I am not sure of this solution rn but I think this has previously been examined before. Draw tangents at $A_1$ and $A_2$ and let them intersect at $A_3$. Considering the power axis of degenerate circle $P$ and $(ABC)$ gives the solution using La Hire etc.

Sad problem. Upon inversion at $P$ fixing $(ABC)$, $\omega_A$ and $\Gamma_A$ get sent to lines tangent to $(ABC)$ and parallel to $\overline{B'C'}$, so they're the intersections of the perpendicular bisector of $\overline{B'C'}$ with $(ABC)$. The concurrency condition is equivalent to $(PA_1'A_2')$ etc. being intersecting again, with the circumcenter $O$ lying on their common radical axis, but this is trivial as $OA_1'\cdot OA_2'=OB_1'\cdot OB_2'=OC_1'\cdot OC_2'$ with the common value as the squared radius of $(ABC)$. (to prove coaxiality of three circles that are known to pass through the same point, it suffices to demonstrate another point with equal power to all three)
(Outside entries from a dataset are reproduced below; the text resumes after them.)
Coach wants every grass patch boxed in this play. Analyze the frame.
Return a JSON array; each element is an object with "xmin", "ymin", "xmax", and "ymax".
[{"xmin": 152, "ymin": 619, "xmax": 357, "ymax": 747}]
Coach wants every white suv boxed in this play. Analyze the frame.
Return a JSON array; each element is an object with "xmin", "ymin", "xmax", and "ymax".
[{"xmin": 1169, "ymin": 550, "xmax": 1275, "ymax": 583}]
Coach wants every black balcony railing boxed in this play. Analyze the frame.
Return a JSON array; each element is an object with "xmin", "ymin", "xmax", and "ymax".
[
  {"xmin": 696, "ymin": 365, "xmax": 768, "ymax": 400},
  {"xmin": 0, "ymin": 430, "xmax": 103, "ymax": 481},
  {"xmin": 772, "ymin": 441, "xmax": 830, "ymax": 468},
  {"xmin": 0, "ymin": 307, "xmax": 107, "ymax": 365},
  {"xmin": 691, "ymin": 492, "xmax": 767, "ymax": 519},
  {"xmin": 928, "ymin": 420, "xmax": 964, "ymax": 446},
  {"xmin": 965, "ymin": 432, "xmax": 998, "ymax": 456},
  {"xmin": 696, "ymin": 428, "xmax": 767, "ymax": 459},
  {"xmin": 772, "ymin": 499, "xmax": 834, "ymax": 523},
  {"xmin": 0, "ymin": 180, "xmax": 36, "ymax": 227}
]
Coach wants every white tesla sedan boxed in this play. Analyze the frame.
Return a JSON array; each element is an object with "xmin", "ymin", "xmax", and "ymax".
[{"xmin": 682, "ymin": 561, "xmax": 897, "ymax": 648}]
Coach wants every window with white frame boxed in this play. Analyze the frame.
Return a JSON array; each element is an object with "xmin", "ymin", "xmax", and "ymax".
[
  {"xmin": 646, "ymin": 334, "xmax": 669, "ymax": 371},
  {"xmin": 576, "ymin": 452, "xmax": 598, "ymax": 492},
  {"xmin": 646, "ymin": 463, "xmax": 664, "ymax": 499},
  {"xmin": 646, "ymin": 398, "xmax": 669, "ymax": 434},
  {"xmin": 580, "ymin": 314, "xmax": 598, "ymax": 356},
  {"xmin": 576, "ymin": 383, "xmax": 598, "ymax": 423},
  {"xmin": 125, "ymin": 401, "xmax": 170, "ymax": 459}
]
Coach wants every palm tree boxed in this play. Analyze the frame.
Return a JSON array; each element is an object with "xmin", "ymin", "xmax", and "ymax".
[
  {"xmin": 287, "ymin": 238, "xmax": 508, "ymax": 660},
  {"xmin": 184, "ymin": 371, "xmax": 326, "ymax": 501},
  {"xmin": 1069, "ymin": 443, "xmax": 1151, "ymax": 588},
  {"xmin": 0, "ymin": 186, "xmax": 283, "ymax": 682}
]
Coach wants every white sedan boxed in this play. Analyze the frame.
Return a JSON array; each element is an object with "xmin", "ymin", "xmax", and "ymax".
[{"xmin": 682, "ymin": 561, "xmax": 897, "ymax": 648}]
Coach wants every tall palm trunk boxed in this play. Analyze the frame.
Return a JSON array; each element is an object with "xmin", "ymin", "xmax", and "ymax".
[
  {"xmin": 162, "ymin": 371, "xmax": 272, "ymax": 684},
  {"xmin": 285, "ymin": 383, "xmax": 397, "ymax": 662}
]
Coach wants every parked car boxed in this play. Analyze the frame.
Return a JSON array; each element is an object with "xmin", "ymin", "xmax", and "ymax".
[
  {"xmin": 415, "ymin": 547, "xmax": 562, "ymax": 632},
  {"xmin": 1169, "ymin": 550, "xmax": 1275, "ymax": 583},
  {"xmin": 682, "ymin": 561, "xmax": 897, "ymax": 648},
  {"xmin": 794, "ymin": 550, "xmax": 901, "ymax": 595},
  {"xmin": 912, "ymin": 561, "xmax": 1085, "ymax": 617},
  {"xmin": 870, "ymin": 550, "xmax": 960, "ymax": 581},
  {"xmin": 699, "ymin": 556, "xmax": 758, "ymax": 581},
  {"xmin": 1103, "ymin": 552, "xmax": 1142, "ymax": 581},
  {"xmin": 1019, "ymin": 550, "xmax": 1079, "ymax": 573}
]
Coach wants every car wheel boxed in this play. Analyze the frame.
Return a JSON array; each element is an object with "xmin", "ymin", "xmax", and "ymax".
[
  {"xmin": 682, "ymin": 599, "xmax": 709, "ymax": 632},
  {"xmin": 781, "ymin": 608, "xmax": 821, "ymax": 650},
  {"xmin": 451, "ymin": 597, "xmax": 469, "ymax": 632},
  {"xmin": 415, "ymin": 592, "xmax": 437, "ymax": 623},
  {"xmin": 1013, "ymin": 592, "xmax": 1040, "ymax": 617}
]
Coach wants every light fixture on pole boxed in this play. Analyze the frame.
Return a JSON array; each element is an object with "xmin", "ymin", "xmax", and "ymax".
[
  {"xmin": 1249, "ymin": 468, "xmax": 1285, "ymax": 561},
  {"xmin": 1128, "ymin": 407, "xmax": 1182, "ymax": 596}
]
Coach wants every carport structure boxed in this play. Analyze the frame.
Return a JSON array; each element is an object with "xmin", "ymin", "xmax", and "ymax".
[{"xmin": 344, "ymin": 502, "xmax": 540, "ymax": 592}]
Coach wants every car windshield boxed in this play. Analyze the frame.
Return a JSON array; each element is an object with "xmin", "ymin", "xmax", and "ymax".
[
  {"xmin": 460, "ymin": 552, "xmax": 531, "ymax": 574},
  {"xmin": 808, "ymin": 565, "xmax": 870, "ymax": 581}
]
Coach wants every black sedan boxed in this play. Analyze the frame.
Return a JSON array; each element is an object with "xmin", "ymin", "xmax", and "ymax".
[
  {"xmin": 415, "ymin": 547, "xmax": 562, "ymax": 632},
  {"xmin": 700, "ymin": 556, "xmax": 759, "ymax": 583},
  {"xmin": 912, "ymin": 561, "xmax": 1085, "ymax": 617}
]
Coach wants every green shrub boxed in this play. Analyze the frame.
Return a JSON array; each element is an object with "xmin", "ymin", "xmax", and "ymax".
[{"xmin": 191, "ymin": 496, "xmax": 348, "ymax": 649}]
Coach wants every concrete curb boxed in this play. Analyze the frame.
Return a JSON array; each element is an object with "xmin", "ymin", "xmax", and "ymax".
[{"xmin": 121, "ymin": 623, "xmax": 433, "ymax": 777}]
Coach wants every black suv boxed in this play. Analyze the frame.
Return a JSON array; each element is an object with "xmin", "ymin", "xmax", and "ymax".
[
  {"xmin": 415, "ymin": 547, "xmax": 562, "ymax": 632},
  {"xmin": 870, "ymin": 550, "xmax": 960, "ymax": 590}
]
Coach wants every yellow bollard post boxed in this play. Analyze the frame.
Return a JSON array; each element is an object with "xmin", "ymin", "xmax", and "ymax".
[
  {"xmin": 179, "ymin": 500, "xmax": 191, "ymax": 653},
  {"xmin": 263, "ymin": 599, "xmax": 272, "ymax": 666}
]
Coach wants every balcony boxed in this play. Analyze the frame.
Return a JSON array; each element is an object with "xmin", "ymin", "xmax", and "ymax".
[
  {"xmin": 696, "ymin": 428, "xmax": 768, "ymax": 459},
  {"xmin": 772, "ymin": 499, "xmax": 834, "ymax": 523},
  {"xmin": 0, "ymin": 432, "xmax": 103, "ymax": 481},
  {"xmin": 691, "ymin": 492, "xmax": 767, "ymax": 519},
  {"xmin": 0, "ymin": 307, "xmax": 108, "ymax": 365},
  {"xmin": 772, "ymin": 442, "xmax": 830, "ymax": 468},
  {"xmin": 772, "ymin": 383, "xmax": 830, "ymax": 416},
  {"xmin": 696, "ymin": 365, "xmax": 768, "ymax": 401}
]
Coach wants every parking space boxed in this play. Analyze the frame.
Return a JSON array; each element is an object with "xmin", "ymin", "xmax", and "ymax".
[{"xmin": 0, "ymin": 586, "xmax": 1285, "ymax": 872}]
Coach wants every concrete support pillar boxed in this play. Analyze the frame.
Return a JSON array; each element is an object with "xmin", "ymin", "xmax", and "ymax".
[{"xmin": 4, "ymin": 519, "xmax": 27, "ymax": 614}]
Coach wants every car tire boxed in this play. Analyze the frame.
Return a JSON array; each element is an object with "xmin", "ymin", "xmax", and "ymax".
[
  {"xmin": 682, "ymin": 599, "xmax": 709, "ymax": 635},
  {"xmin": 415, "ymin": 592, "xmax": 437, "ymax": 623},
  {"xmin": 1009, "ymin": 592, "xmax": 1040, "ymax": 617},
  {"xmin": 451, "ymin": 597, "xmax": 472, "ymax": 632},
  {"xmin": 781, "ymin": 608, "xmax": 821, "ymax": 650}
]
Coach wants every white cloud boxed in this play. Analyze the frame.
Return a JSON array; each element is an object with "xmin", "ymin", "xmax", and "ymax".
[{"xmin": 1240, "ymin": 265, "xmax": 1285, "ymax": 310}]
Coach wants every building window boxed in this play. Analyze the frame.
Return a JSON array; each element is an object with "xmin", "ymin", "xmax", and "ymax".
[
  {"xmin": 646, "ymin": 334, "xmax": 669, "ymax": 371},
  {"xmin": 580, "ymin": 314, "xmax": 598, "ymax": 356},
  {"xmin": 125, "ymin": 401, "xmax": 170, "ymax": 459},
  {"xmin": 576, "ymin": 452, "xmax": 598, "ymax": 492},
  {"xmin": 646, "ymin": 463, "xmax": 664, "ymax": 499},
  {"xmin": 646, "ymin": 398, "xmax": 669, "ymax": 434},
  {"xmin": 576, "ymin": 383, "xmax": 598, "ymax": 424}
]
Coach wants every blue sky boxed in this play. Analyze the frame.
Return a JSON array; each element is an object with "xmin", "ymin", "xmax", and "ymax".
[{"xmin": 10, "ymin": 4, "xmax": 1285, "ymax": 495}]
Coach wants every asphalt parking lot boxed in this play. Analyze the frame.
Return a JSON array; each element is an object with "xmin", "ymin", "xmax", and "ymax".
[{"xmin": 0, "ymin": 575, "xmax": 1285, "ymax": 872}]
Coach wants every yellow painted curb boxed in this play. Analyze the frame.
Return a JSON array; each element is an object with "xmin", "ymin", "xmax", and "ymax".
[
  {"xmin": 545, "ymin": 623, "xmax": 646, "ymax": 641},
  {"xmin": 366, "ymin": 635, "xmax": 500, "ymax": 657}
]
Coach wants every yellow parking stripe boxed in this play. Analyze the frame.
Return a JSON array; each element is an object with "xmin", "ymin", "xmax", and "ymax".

Alternatively, Pascal also works.

My long solution as follows. There may be some shortcut statements, if any don't hesitate to inform me. --- Let $\Pi = (ABC)$, $\Pi_A = (BPC)$, and the radius of $\Pi$ be $R$. The radical axis of each pair of the three circles intersect at a single point. That is, the radical axis of $\omega_A$ with $\Gamma_A$, the radical axis of $\omega_A$ with $\Pi$, and the radical axis of $\Gamma_A$ with $\Pi$ intersect at a single point. Let this point be $O_A$. $O_AP = O_AA_1 = O_AA_2$. Let $(O_A, |O_AP|) = \pi_A$. Since the tangent of $\Pi_A$ at $O_AP$ and the tangent of $\Pi$ at $O_AA_2$ are equal, $O_A$ is on the radical axis of these two circles (That is, $O_A \in BC$). In this case, $$OO_A^2 - R^2 = O_AP^2 \qquad (1)$$. Now, let us define $O_B$ and $\pi_B$ for $\Pi_B = (APC)$ in a similar way. $$OO_B^2 - R^2 = O_BP^2 \qquad (2)$$The radical axis of $\pi_A$ and $\pi_B$ passes through $P$ and is perpendicular to $O_AO_B$. From $(1)-(2)$, $$OO_A^2 - OO_B^2 = O_AP^2 - O_BP^2 \qquad (3)$$, hence $OP \perp O_AO_B$. Therefore, the radical axis of $\pi_A$ and $\pi_B$ is $OP$. Let the intersection of $A_1A_2$ and $B_1B_2$ be $K$. Since the point $K$ is on the radical axis of both $\Pi$ with $\pi_A$ and $\Pi$ with $\pi_B$, it will also be on the radical axis of $\pi_A$ with $\pi_B$. Hence, $K$ will be on $OP$. In other words, if the intersection point of $OP$ and $A_1A_2$ is $K$, then $B_1B_2$ will also pass through this point $K$. Similarly, $C_1C_2$ will also pass through this point $K$.